The compelling Uhtred is primarily a warrior--a ferocious fighter of the "shield wall," a cunning brawler and easily given to mockery of the Catholic Church to which Alfred (David Dawson) is deeply committed.

The Catholic Church is everywhere in The Last Kingdom, fully on display in the omnipresent yet subtle and textured role it played in everyday life in the Christian England of the era. The irony of the entire series is that Alfred, the devout and brilliant king, is physically weak, commands less than half the population of the land he seeks to lead, and needs the near-barbarian Uhtred to repeatedly defend what's left of England and then to oversee its slow ingathering of power and territory.

Watch it for two reasons. First, it's great fun, and if there are kids in the room, you won't have to reach for the pause button every 15 minutes or so as happens when Game of Thrones goes fully fleshy--as it does in every episode.

Second, what might strike your imagination is that the Alfred of history is very much like the Republican Party of 2016: Enfeebled, back against the wall, out of options and a Supreme Court vacancy away from losing its cherished "rule of law," slowly yielding ground to an always-growing regulatory state at home and vastly ambitious opponents abroad.

So like Alfred enlisting Uhtred, the GOP of 2016 turned to the half-this-half-that brawler, sometimes Democrat, sometimes Republican from New York City. "He may be a pagan, sire, but he's our pagan" is more or less what Father Beocca (Ian Hart), the king's long-suffering counselor-confessor, is obliged to repeatedly remind Alfred, who is surrounded at his court by quite a few #NeverUnhtred skeptics.

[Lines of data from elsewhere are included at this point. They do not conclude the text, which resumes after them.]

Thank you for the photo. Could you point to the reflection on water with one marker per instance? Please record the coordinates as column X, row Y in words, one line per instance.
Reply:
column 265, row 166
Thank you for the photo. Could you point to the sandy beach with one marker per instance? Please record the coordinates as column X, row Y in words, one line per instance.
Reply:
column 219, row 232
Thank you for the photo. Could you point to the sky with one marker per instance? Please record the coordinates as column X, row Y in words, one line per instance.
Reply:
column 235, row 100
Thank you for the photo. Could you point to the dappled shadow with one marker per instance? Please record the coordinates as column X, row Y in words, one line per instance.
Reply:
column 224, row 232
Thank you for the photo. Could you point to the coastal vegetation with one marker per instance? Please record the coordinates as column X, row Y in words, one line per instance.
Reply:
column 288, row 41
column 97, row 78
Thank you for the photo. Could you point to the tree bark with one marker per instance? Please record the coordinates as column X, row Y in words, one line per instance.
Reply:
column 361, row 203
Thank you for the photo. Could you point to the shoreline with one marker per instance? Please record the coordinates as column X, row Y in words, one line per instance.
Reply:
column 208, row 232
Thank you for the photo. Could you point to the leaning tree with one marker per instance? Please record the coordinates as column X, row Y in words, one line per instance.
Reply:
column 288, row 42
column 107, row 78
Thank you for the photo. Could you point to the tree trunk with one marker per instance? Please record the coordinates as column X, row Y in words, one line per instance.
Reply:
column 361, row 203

In a providential coincidence, the show's Rotten Tomatoes rating of 87 percent is not far from Trump's approval numbers among Republicans. The latter group prefers ultimately, like Alfred, to win political battles rather than lose with prayers properly said.

The third season of The Last Kingdom got underway in November, just as President Donald Trump's did. Now the Vikings have got to figure out who to throw at "Uhtred son of Uhtred." Best not to send someone with a stave to a sword fight.